When we're shifting to a single platform, how do we actually keep developers from just rewriting everything from scratch?

We’ve been through a couple of platform migrations, and the pattern is always the same: someone says “we’re moving to platform X,” and then developers see a chance to “do it right this time” and end up rewriting everything from scratch instead of migrating existing workflows.

That kills the economic case for switching. You’re supposed to save money by moving to a more efficient platform. You don’t save money if you spend the next six months rebuilding every workflow you’ve ever written.

I’m trying to figure out the practical constraints that would make developers actually migrate existing workflows instead of rewriting them. Is it a matter of tooling—like, is there migration automation that preserves 80% of the work and forces them to only customize the remaining 20%? Or is it a matter of deadlines and freezing the codebase so they don’t have time to rewrite? Or is it that the old platform and the new platform are similar enough that migration is genuinely less work?

I’m also wondering whether the cost of migration—even if it’s partly automated—is accounted for in the TCO analysis. Because if migration costs are high enough, you might be better off running both platforms in parallel for a while, which adds its own overhead.

How have other teams actually managed this transition? Did you have a forced migration timeline? Did you provide tooling that made migration automatic? Or did you just accept that some effort was spent on rewriting old stuff?

We put a hard freeze on new features for two weeks before migration and required developers to migrate existing workflows to the new platform as-is, without rewriting. The rule was simple: get the workflow running on new platform with minimal changes, get it tested, get it deployed, move to the next one. Any significant rewrites had to wait until after migration and be evaluated separately.

That constraint actually worked. Developers didn’t have time to rethink architecture, so they focused on mechanical migration. We still did some cleanup and optimization afterward, but it was consciously separate from the migration work.

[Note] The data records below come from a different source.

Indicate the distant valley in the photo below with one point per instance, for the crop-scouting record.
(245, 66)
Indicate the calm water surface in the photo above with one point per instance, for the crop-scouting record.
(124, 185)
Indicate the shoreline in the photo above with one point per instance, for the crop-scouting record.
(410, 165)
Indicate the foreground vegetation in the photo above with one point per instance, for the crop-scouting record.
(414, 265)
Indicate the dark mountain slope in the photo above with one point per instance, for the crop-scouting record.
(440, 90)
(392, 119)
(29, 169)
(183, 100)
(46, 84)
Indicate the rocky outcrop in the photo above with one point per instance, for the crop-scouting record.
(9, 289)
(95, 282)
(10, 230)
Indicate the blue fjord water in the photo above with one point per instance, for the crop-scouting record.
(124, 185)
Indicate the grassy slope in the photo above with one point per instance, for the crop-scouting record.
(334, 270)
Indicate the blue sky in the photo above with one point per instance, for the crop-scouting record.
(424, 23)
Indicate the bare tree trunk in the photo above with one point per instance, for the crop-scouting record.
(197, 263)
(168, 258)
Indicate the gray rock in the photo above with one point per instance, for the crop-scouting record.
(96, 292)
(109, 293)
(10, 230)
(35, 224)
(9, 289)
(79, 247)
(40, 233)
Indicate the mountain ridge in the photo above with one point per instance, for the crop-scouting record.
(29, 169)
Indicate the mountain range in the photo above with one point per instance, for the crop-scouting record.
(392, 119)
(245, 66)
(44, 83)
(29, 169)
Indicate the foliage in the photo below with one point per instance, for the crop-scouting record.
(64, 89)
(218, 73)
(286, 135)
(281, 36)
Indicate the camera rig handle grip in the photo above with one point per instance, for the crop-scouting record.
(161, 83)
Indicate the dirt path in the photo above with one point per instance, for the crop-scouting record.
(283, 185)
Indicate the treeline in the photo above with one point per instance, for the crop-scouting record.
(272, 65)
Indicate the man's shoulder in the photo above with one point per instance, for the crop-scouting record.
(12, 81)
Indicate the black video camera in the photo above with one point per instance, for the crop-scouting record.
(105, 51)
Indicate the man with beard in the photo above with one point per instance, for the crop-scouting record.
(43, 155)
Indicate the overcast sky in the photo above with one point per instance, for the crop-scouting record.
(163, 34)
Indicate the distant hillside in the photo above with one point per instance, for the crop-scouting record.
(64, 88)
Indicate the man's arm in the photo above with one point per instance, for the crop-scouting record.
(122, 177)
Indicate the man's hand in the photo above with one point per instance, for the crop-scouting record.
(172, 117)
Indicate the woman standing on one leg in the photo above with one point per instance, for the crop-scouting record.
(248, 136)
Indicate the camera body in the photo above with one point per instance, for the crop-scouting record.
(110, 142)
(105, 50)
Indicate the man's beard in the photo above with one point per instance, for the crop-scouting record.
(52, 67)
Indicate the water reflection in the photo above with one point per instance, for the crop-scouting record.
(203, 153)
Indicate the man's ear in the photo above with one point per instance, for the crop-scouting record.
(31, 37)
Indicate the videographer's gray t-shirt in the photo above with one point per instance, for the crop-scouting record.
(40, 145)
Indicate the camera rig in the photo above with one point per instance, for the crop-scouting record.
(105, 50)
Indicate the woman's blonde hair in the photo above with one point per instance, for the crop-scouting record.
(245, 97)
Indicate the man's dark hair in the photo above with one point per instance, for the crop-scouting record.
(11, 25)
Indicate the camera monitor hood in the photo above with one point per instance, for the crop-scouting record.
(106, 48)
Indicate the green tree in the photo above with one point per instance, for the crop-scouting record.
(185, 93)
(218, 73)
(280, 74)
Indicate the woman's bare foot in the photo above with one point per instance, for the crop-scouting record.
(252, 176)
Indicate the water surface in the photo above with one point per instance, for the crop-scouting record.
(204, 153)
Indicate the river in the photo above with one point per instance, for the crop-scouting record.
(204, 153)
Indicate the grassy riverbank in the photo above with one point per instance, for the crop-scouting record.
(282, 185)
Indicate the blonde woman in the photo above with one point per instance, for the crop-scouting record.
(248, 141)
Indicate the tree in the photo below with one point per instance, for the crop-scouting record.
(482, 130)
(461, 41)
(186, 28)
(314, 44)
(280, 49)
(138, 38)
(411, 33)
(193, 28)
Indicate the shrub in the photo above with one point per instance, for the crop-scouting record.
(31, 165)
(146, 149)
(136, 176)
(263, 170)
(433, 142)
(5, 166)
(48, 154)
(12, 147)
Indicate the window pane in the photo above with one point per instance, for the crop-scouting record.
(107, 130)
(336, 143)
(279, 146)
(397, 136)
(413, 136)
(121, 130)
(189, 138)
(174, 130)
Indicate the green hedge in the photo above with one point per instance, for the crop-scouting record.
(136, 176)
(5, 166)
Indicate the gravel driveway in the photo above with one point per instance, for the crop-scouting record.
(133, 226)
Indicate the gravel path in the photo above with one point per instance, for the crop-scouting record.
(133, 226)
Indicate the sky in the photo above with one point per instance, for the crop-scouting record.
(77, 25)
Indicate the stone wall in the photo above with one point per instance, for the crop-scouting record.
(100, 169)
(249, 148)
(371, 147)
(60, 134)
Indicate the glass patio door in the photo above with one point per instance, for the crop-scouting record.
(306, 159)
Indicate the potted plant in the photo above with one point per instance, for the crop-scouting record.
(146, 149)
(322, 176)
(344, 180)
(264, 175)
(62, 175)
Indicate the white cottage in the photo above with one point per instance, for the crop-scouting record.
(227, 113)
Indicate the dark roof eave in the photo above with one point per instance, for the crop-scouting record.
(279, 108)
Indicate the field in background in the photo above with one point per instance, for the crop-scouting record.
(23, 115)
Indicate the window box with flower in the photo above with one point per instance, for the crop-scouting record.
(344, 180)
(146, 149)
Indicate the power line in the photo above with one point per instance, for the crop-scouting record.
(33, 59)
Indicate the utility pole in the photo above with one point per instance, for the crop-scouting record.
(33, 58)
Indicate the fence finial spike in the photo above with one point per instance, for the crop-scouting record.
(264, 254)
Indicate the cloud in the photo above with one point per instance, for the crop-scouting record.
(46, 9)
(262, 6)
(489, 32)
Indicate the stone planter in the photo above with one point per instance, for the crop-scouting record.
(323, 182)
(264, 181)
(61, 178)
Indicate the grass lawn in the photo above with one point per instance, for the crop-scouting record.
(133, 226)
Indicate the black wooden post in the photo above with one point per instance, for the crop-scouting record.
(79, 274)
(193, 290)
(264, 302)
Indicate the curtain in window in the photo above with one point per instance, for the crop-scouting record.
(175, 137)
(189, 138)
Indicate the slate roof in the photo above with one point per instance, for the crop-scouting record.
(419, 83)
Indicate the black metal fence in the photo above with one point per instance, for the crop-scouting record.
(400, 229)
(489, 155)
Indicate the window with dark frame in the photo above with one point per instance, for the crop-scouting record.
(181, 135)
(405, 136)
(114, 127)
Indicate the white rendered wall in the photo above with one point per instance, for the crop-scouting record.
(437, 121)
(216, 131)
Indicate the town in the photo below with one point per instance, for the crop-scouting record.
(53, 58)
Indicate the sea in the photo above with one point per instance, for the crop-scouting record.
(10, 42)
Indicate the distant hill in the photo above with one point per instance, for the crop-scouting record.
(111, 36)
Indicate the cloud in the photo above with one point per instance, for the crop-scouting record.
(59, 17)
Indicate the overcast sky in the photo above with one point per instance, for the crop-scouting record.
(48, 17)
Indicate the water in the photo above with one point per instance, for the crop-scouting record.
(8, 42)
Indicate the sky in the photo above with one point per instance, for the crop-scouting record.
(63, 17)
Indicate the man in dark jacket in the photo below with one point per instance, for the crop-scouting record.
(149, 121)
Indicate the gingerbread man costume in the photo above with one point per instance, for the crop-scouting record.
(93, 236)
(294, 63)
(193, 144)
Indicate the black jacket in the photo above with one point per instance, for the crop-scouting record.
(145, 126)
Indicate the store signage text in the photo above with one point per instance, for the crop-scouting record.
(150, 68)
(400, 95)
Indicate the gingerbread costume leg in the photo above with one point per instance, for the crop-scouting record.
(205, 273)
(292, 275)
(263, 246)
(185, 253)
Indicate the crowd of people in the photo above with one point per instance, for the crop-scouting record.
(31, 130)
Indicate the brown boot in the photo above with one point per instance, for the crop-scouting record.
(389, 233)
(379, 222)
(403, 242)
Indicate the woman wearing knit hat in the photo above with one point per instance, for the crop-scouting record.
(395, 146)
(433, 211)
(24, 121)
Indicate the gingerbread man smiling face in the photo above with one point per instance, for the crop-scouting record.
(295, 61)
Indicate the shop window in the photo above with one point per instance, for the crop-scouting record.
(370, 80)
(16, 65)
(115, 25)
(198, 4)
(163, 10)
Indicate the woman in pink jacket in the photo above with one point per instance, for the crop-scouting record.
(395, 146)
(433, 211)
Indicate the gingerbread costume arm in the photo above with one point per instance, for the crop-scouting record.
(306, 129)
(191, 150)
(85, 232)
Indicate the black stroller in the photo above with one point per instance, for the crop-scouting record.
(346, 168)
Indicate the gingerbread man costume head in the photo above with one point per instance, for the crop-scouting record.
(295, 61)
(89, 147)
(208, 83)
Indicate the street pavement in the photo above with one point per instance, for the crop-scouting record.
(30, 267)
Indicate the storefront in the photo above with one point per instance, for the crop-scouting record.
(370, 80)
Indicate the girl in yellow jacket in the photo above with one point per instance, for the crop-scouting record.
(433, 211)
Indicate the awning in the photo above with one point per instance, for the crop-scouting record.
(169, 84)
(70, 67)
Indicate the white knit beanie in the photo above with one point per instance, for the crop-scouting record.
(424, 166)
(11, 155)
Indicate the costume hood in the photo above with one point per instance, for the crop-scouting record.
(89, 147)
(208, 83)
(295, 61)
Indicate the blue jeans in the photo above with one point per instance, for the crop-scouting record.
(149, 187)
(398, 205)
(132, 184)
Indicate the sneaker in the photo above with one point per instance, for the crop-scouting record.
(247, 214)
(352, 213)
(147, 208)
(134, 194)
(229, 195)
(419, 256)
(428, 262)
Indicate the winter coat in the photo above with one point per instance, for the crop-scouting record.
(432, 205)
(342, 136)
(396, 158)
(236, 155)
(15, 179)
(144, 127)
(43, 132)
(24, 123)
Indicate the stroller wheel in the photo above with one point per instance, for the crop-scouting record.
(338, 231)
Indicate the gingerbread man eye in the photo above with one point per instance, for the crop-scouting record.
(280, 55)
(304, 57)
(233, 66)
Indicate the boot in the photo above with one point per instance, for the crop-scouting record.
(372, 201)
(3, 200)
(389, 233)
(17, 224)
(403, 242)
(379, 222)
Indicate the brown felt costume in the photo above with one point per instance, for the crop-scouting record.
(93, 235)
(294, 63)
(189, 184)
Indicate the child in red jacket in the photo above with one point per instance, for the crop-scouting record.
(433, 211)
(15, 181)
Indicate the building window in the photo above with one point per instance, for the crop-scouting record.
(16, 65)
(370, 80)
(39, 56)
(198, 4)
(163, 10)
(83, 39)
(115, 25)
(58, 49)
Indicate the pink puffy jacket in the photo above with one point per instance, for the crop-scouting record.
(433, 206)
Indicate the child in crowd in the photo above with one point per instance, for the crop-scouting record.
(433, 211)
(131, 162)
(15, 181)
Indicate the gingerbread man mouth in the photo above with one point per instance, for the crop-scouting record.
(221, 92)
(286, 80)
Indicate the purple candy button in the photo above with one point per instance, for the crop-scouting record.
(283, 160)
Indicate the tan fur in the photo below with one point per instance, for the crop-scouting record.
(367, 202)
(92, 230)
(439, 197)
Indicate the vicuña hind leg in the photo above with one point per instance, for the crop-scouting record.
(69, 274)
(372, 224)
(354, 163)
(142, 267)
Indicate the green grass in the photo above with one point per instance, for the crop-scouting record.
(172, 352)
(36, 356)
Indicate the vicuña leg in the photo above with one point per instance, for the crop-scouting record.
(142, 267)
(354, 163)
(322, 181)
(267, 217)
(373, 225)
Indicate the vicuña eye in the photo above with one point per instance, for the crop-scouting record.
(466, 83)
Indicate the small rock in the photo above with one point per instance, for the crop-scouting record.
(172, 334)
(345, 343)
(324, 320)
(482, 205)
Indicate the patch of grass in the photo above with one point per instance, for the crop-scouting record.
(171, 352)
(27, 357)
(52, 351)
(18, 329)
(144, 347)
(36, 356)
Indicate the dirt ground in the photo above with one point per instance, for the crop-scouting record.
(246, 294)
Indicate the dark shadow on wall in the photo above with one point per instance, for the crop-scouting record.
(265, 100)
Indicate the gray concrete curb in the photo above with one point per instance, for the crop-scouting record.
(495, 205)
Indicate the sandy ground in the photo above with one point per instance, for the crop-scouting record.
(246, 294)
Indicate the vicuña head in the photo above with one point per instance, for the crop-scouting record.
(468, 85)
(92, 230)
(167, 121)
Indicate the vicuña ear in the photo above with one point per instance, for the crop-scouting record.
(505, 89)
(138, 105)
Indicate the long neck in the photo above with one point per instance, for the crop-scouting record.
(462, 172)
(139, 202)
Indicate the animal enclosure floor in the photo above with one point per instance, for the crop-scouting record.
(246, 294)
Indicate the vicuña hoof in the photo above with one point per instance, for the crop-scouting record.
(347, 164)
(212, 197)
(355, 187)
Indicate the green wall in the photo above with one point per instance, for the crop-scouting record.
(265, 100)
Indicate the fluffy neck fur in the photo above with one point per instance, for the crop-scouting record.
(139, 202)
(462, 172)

Made the cost much clearer.

The tooling question is real. If the new platform can import old workflows directly—even if they need tweaks—that’s a huge leverage point. If developers have to manually rewrite each workflow, migration becomes a rewriting project. We had partial import capabilities, which meant 60-70% of old workflows came over working. That forced function as a baseline.

We also assigned one senior developer to do a test migration of our most complex workflow first. That gave us realistic time estimates and identified what actually needed tweaking. Then we could enforce realistic timelines for the rest of the team instead of everyone guessing and deciding to rewrite.

The other thing that helped: publish the cost of rewrites. If a developer wants to spend three weeks optimizing a workflow instead of doing a two-day migration, make them justify that time investment against the business case for platform switching. Most rewrites don’t survive that scrutiny.